The study found that even with parents who thought child care should be split equally, fathers of young children almost never did half of the infant care. This was true even for men who took parental leave and for women who did not. Women were much more likely to take leave, with 69% of women taking leave compared to just 12% of men. Women also reported enjoying infant care activities more than men, one possible reason why women preform more of these tasks.
The first author also claims in the press release that "Male professors who take paid leave tend to use a majority of their time on things other than infant care, such as advancing their publishing agendas". However, there appears to be no evidence in the published article to support this, other than an anecdotal statement.
The results and conclusions should be taken with a massive grain of
There are the usual problems of sociological studies, with the data being self-reported rather than objectively measured, small sample sizes (only 11 men surveyed took leave), and the data being collected in 2001-2002, so it is already a decade out of date. The survey also ask how often the survey takers do specific tasks relative to their spouse, not how much time they each spend on different activities.
But beyond this, there is also the problem that these authors see any difference between men and women, particularly about the "stickiness of gender roles" to be due to evolutionary or biological differences between men and women, rather than due to differences in cultural or societal expectations or conditioning. The first author, for example, said in 2005 that (from the Richmond Times-Dispatch, direct quote from Rhoads in single quotes) "Rhoads agrees with Summers, noting that though women are better at math calculation, men 'by their nature' are better at math reasoning or higher math -- why most astronomers and physicists are men, he says." (from here)
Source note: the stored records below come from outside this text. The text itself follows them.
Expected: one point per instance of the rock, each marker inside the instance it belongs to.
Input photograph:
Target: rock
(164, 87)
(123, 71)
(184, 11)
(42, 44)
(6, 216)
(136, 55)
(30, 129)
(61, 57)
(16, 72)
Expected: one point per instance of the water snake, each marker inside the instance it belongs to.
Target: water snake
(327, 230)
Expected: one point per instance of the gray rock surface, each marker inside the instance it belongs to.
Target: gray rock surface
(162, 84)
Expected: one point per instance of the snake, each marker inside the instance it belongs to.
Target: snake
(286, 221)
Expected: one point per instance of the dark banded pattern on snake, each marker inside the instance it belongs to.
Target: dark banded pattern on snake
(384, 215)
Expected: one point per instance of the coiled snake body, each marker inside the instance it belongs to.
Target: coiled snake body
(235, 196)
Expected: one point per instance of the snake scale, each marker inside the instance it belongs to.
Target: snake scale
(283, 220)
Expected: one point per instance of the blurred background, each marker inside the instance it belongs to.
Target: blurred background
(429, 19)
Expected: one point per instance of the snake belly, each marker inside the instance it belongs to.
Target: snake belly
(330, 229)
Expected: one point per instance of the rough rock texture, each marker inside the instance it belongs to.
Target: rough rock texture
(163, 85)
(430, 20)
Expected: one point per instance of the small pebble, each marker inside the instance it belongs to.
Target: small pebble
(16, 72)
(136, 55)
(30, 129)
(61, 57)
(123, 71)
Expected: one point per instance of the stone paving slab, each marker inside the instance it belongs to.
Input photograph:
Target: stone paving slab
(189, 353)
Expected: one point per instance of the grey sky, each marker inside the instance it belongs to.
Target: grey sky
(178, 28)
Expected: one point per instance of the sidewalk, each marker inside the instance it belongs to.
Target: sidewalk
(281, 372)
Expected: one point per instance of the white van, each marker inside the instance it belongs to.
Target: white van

The main conclusion the authors draw, which I do not agree with, is that parental leave for men is harmful to the careers of women, and should be eliminated. In other words, since fathers are more likely to neglect their children, paternity leave should be eliminated, thus forcing men to neglect their children. The authors also seem surprised that "Some assistant professors were taking leave even though their wives didn’t have jobs" (because men couldn't possibly want to be around their children or help care for them unless their wife is working?). There also seems to be a belief that the primary reason women need maternity leave is for breastfeeding (so presumably leave is not necessary when adopting an infant?). These conclusion are not supported by the data in the article. Furthermore, just because a single policy fails to immediately achieve gender equality does not mean that policy should be eliminated.
Although the data in this paper is very valuable and certainly worth looking at, read critically when looking at the interpretation of that data.